Hispanic and Latinx residents in the workforce

It’s National Hispanic Heritage Month. Nearly half a million people in the region identify as Hispanic or Latinx (474,660). That’s about one out of 10 residents.

This year we’re exploring data about workers with this ancestry.

Since education has a big impact on career choice, let’s start there. A quarter of the region’s Hispanic and Latinx adults (24%) have a bachelor’s degree or higher, compared with nearly half of white adults (44%).

Note that Hispanic or Latinx identity is separate from race, so it’s possible to be a member of any racial group and also be Hispanic or Latinx.

Lower quality educational opportunities tend to push many Hispanic or Latinx residents into professions that pay less.

More than twice as many Hispanic or Latinx households live in poverty as white households, with 14% of Hispanic or Latinx households living in poverty compared to 7% of white households.

Hispanic or Latinx workers are more likely to be in lower-paying job sectors such as Service or Natural Resources, Construction, and Maintenance.

Since jobs in construction, service or other occupations often can’t be performed from home, Hispanic or Latinx workers have a greater chance of being exposed to COVID than white workers.
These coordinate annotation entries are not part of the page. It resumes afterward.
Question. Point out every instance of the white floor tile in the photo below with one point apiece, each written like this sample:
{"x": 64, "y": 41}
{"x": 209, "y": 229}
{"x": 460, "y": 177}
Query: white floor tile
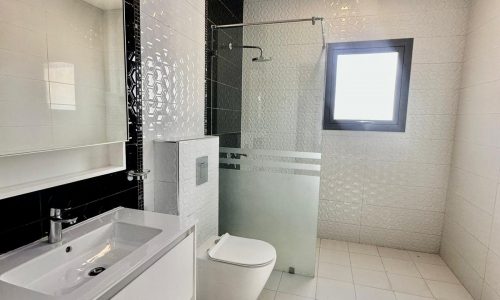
{"x": 371, "y": 278}
{"x": 399, "y": 266}
{"x": 334, "y": 290}
{"x": 285, "y": 296}
{"x": 333, "y": 271}
{"x": 393, "y": 253}
{"x": 426, "y": 258}
{"x": 267, "y": 295}
{"x": 334, "y": 257}
{"x": 368, "y": 293}
{"x": 297, "y": 285}
{"x": 366, "y": 262}
{"x": 363, "y": 249}
{"x": 334, "y": 245}
{"x": 437, "y": 272}
{"x": 448, "y": 291}
{"x": 401, "y": 296}
{"x": 273, "y": 281}
{"x": 409, "y": 285}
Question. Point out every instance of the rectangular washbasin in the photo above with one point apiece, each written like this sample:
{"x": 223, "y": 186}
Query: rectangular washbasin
{"x": 65, "y": 268}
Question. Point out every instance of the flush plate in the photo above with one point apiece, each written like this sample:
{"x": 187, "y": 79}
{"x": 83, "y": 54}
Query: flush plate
{"x": 201, "y": 170}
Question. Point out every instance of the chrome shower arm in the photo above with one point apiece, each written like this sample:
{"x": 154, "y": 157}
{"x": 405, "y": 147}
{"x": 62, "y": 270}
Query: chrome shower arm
{"x": 231, "y": 47}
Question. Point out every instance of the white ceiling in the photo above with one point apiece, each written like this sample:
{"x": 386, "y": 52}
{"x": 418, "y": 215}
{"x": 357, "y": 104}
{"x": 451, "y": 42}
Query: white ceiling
{"x": 106, "y": 4}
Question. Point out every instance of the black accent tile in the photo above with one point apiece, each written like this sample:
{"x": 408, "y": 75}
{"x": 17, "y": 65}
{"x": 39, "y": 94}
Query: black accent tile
{"x": 235, "y": 6}
{"x": 223, "y": 71}
{"x": 231, "y": 140}
{"x": 226, "y": 121}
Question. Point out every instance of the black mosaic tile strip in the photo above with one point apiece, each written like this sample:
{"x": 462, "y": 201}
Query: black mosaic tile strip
{"x": 223, "y": 72}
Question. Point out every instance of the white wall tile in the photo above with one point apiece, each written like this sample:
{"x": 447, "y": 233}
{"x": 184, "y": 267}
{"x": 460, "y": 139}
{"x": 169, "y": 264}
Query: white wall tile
{"x": 470, "y": 229}
{"x": 393, "y": 173}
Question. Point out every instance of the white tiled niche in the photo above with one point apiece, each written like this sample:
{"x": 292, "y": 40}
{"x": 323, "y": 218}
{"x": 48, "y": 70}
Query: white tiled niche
{"x": 176, "y": 190}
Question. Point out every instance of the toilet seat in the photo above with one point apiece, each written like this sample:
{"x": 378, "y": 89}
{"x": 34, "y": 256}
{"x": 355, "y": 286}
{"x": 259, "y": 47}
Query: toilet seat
{"x": 242, "y": 251}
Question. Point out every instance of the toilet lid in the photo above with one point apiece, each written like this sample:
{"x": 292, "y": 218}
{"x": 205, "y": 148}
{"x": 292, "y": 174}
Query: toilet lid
{"x": 242, "y": 251}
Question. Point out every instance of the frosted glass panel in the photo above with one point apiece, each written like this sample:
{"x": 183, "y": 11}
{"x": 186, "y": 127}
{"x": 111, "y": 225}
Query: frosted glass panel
{"x": 365, "y": 86}
{"x": 272, "y": 196}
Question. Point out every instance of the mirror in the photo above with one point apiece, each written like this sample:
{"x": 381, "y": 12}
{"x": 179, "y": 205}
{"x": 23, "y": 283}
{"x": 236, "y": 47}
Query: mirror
{"x": 62, "y": 75}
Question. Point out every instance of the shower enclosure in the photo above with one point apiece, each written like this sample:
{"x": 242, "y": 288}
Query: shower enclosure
{"x": 265, "y": 103}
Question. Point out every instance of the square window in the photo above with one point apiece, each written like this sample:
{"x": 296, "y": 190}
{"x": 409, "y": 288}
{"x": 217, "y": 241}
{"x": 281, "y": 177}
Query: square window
{"x": 367, "y": 85}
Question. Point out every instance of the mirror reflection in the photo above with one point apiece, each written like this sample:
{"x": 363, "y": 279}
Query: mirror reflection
{"x": 62, "y": 75}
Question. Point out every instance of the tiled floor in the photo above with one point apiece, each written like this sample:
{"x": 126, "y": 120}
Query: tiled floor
{"x": 350, "y": 271}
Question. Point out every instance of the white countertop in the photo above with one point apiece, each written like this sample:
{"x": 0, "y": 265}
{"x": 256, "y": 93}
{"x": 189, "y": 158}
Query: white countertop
{"x": 119, "y": 274}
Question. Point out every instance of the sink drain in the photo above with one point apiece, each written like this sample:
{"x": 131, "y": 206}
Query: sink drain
{"x": 96, "y": 271}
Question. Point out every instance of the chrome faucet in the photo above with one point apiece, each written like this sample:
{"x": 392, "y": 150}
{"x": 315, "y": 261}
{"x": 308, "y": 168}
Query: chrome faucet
{"x": 56, "y": 221}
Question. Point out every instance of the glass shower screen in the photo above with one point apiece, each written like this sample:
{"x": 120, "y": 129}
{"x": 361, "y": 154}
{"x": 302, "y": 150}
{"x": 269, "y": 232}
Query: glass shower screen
{"x": 269, "y": 123}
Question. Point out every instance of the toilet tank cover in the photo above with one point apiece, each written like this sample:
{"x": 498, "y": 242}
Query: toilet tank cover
{"x": 242, "y": 251}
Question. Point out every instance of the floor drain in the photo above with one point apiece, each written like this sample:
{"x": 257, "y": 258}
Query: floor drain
{"x": 96, "y": 271}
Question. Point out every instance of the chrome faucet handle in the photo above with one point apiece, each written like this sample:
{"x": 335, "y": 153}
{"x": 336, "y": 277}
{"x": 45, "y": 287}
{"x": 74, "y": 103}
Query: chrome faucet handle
{"x": 56, "y": 215}
{"x": 69, "y": 221}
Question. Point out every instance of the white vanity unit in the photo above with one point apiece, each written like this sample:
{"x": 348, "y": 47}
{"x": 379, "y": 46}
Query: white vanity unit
{"x": 121, "y": 254}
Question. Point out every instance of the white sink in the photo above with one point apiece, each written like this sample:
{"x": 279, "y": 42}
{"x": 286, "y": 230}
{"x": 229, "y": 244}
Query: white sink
{"x": 59, "y": 272}
{"x": 96, "y": 258}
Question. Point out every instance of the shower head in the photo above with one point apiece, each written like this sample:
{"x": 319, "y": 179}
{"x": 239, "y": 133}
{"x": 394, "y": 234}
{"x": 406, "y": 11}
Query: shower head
{"x": 260, "y": 58}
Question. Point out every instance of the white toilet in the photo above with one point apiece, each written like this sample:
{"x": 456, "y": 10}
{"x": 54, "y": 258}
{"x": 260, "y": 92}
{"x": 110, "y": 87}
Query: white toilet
{"x": 232, "y": 267}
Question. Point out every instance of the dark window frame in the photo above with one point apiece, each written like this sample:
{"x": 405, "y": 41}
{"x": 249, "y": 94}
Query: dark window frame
{"x": 405, "y": 48}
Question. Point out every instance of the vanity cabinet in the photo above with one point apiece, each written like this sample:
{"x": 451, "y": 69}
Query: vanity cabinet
{"x": 172, "y": 277}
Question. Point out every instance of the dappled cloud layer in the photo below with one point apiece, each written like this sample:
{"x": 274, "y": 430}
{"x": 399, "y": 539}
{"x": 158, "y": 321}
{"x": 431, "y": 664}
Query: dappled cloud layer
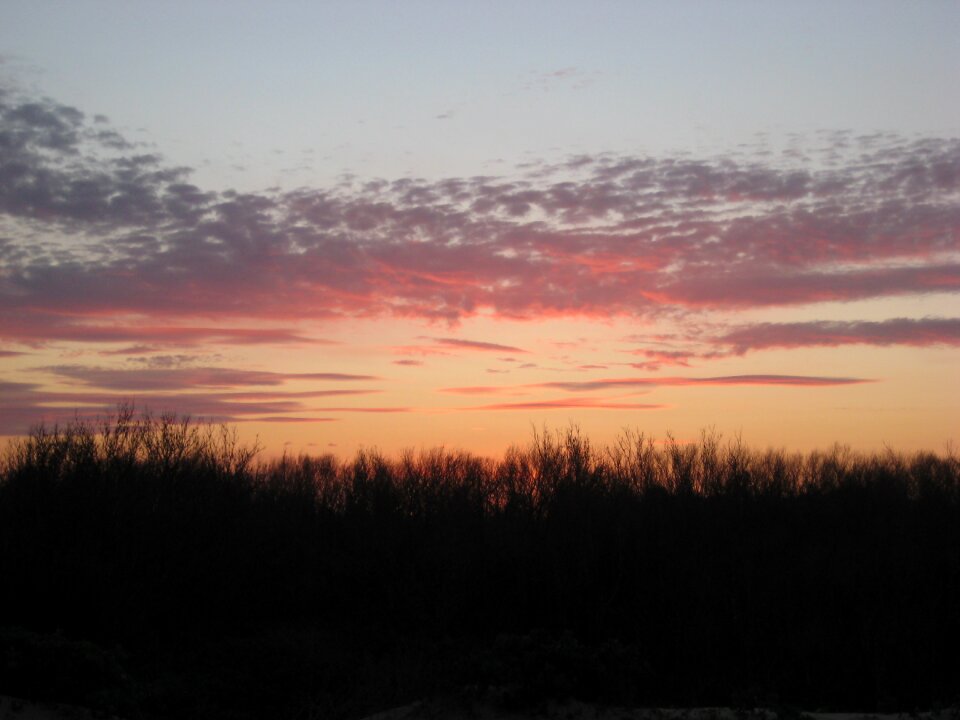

Yet they’re less likely to have health insurance— Hispanic or Latinx residents are four times more likely (16%) than whites (4%) to lack coverage.

Finally, we let’s look at data about the commuting habits of Hispanic or Latinx workers.

Hispanic or Latinx workers are more likely to carpool to work than others, possibly because they tend to have fewer cars per worker and larger household sizes.

They also don’t take transit as much as other people of color. More investigation is needed to understand why. It might be that they don’t have as much access to transit or that their work schedules don’t align with peak transit hours.

Almost half of all Hispanic or Latinx households live in areas of lower opportunity. Many of these areas have limited access to high quality schools. This lays the groundwork for pathways to the disparities highlighted above, limiting opportunities for higher education and funneling disproportionately more Hispanic or Latinx residents into lower paying professions.